= Art Fitzpatrick =

American art director (1919–2015)

Arthur M. Fitzpatrick (November 24, 1919 – November 16, 2015) was an American art director widely known for his automotive art and advertising illustrations. Fitz, as he was often called, was noted for his work was on the Pontiac "wide-track" campaign from 1959-1972, working with Van Kaufman. Fitzpatrick had several careers over eight decades, including automobile designing, art director and stamp designer. Near the end of his career, he designed two series of automobile stamps for the U.S. Postal Service, released in 2005 and 2008.

==Early years==
In 1936, Fitzpatrick enrolled at the Detroit Society of Arts and Crafts (now the College for Creative Studies). At that time, he was 18 years old and worked at Chrysler at night to pay his way.
John Tjaarda, the head stylist at the Briggs Body Company, hired him as an apprentice designer, where he worked on various projects for Chrysler, Packard and Lincoln.
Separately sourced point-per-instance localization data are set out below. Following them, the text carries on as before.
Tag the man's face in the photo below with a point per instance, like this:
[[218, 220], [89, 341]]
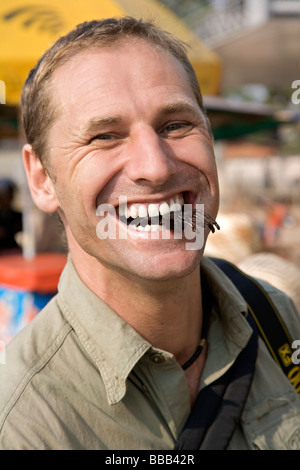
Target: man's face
[[129, 126]]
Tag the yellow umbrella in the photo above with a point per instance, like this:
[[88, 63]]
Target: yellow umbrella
[[27, 28]]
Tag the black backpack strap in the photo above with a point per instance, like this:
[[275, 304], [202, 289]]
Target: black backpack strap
[[266, 316], [219, 406]]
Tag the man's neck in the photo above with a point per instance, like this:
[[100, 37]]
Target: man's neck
[[168, 314]]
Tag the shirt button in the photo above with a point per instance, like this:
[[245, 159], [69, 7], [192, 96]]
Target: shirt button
[[157, 358]]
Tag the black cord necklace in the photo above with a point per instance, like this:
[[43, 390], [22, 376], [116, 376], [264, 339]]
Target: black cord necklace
[[195, 355]]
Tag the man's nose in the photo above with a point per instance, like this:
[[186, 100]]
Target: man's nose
[[150, 158]]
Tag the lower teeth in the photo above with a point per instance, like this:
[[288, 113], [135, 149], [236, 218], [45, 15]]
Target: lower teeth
[[142, 224]]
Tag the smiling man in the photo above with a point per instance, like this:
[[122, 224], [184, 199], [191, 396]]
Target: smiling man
[[117, 135]]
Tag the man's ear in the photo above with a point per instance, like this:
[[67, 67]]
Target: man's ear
[[40, 183]]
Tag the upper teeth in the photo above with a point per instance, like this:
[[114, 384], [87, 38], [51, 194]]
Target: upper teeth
[[152, 210]]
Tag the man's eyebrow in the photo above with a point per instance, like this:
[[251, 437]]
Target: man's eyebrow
[[94, 124], [181, 106]]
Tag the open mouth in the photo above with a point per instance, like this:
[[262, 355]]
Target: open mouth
[[168, 215], [153, 216]]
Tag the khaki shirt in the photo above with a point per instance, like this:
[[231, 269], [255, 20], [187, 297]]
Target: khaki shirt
[[79, 377]]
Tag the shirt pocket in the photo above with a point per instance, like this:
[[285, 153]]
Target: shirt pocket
[[274, 424]]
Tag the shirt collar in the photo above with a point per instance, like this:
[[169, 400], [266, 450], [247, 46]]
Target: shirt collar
[[115, 347]]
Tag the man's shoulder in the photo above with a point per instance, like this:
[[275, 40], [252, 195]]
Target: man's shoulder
[[29, 353]]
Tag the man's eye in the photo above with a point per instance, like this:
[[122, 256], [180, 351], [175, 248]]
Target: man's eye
[[102, 137], [177, 128]]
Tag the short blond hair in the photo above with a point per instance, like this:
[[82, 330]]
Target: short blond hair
[[37, 103]]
Fitzpatrick is credited with designing the 1940 Packard 180 sedan.

He moved to California with his parents in 1938 and took a job with Howard "Dutch" Darrin, where Fitzpatrick developed designs for Darrin-modified Packards.

Fitzpatrick served in the Naval Aviation Training and the Naval Office of Research and Invention during World War II, then landed a contract to illustrate Mercury's postwar ads before he left the Navy.
After World War II, Mercury signed Fitzpatrick to create advertising images. While at Mercury, Fitzpatrick began working with Van Kaufman, a former Disney animator, whose specialized in figurative and scenic drawing.
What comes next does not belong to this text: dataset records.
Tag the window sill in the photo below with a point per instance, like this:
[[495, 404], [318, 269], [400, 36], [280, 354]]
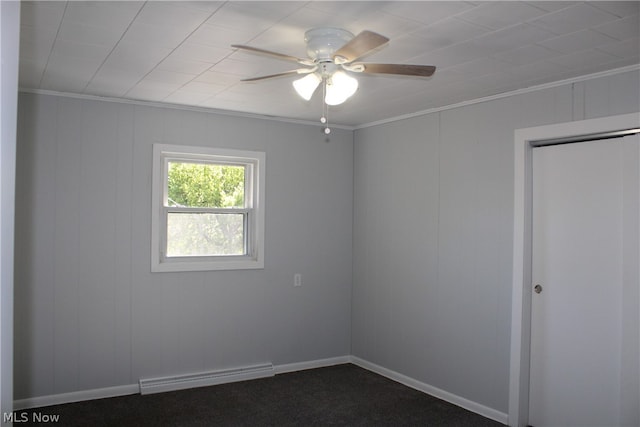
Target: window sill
[[232, 263]]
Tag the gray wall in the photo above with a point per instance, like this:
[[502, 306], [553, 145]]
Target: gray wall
[[9, 37], [433, 229], [90, 314]]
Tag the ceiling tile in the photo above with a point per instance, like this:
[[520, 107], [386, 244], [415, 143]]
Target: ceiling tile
[[575, 18], [116, 15], [155, 35], [179, 52], [618, 8], [552, 5], [526, 55], [135, 56], [198, 52], [45, 16], [621, 29], [384, 23], [497, 15], [166, 14], [579, 40], [513, 37], [75, 49], [152, 90], [178, 65], [215, 35], [628, 49], [448, 32], [92, 34], [219, 78], [427, 12], [583, 58], [169, 77]]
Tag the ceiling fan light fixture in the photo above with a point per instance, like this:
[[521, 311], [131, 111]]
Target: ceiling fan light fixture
[[340, 87], [307, 85]]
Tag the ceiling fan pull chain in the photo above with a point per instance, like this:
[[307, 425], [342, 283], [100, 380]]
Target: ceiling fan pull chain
[[325, 108]]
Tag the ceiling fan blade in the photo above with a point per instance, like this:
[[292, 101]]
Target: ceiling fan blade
[[285, 73], [401, 69], [277, 55], [359, 46]]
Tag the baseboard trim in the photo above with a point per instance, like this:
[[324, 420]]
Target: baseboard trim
[[485, 411], [76, 396], [205, 379], [124, 390], [312, 364]]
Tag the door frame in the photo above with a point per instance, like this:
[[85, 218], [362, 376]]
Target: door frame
[[525, 140]]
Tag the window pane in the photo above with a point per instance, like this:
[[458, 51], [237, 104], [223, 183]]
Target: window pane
[[205, 185], [205, 234]]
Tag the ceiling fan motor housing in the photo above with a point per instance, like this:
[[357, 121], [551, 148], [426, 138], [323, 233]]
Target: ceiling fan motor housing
[[323, 42]]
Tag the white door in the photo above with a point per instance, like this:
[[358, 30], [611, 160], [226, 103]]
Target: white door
[[585, 338]]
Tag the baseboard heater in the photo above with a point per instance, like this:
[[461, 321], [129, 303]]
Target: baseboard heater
[[203, 379]]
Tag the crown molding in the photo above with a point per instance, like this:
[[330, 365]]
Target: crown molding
[[502, 95]]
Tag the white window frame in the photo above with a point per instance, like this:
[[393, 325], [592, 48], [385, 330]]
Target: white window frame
[[254, 210]]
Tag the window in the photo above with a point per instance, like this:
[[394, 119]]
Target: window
[[207, 209]]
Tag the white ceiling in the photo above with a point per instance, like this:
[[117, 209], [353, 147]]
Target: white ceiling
[[179, 51]]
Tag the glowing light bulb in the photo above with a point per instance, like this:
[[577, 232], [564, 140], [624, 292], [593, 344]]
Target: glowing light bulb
[[339, 88], [307, 85]]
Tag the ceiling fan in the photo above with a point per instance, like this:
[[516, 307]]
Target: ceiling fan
[[333, 54]]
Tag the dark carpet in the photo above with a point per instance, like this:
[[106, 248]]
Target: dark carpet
[[342, 395]]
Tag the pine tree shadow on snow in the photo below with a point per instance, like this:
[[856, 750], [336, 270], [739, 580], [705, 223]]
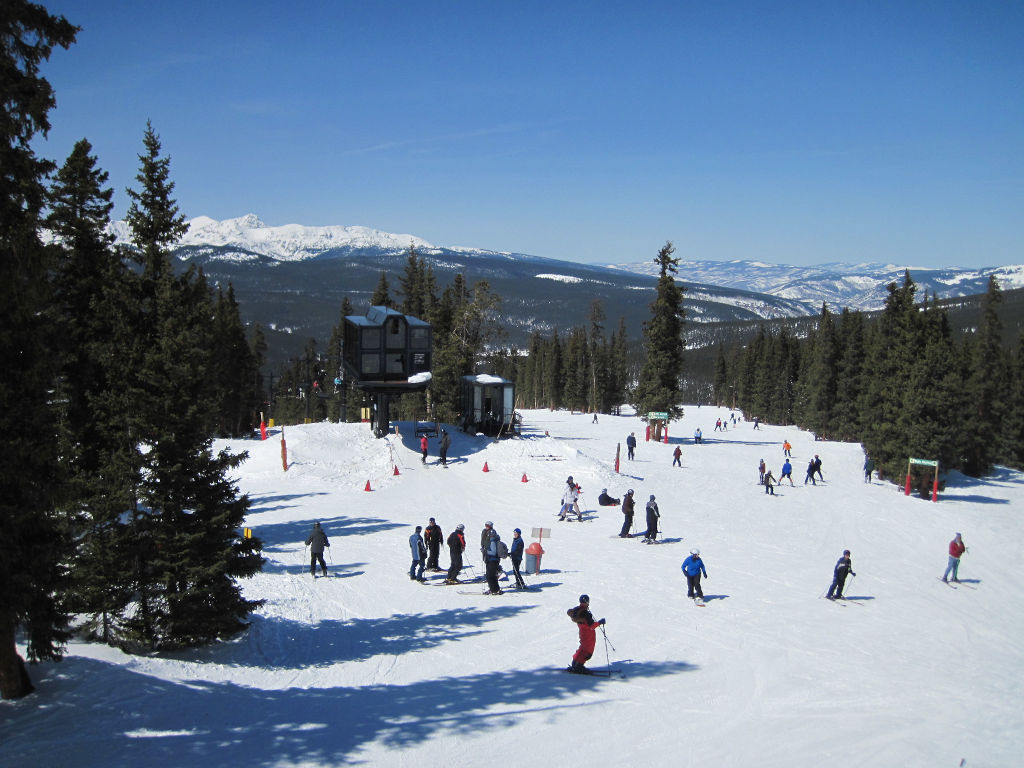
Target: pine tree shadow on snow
[[272, 642], [274, 503], [142, 720], [282, 537]]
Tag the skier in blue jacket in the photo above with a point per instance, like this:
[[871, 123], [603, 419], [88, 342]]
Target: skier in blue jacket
[[692, 568]]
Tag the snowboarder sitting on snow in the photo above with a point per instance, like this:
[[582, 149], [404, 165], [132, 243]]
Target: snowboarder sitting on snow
[[652, 516], [316, 541], [588, 634], [843, 567], [692, 568], [628, 508], [956, 549]]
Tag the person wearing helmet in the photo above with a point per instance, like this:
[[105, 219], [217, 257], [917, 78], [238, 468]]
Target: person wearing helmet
[[628, 509], [588, 634], [692, 568], [844, 567], [650, 535], [515, 555], [569, 498], [457, 545], [316, 541]]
In 1953, General Motors hired Fitzpatrick and Kaufman to serve as the Buick division's advertising artists. They moved to Pontiac in 1959 to produce the artwork for the Pontiac "wide-track" campaign, which concluded in 1971. "Wide-track" was the longest, and arguably the most successful, ad campaign in American automobile industry history. In 1972, Fitzpatrick and Kaufman moved to General Motors' European subsidiary, Opel, where they produced advertising artwork for several years.

==Later years==
Fitzpatrick continued to produce signed and numbered prints and artist proofs of his work, eventually adapting to digital illustration techniques. He consulted with Pixar Animation Studios on the development of feature movie Cars.

Fitzpatrick continued to lecture widely and appeared at venues such as the Center For Creative Studies and the Gilmore Car Museum in Michigan. He gave his last presentation at the Automobile Driving Museum in El Segundo, California in October 2015.

Fitzpatrick drew two series of top-selling commemorative stamps for the U.S. Postal Service titled "America on the Move" which were released in 2005 and 2008. The first series celebrated 1950s sporty cars, such as the Chevrolet Corvette, Ford Thunderbird and Kaiser Darrin. The second set, "tail fins and chrome," featured such cars as the 1959 Cadillac Eldorado, Chrysler 300C and Lincoln Premiere.

==Personal life==
Fitzpatrick was married twice and had one daughter.

Art Fitzpatrick died at 96 years on November 16, 2015 in Carlsbad, California after a short illness.

==Awards and honors==
Fitzpatrick was the recipient of numerous automotive and advertising industry awards and honors.

Fitzpatrick received the first national Andy Award (the advertising industry's equivalent of the Oscar) in 1964 by the Advertising Club of New York City.

In 2012, he received a Lifetime Achievement Award from the Art Center College of Design in Pasadena, where he had served as a guest lecturer since 1965. Fitzpatrick was an honorary member of the Classic Car Club of America (CCCA) and the Automotive Fine Art Society (AFAS). In Fitzpatrick's honor, the AFAS presents an award annually at the Pebble Beach Concours d'Elegance.

==Books==
A book of Fitzpatrick's work with Van Kaufman was published on August 23, 2021: "Art Fitzpatrick & Van Kaufman: Masters of the Art of Automobile Advertising" ISBN 978-0-9779236-2-5.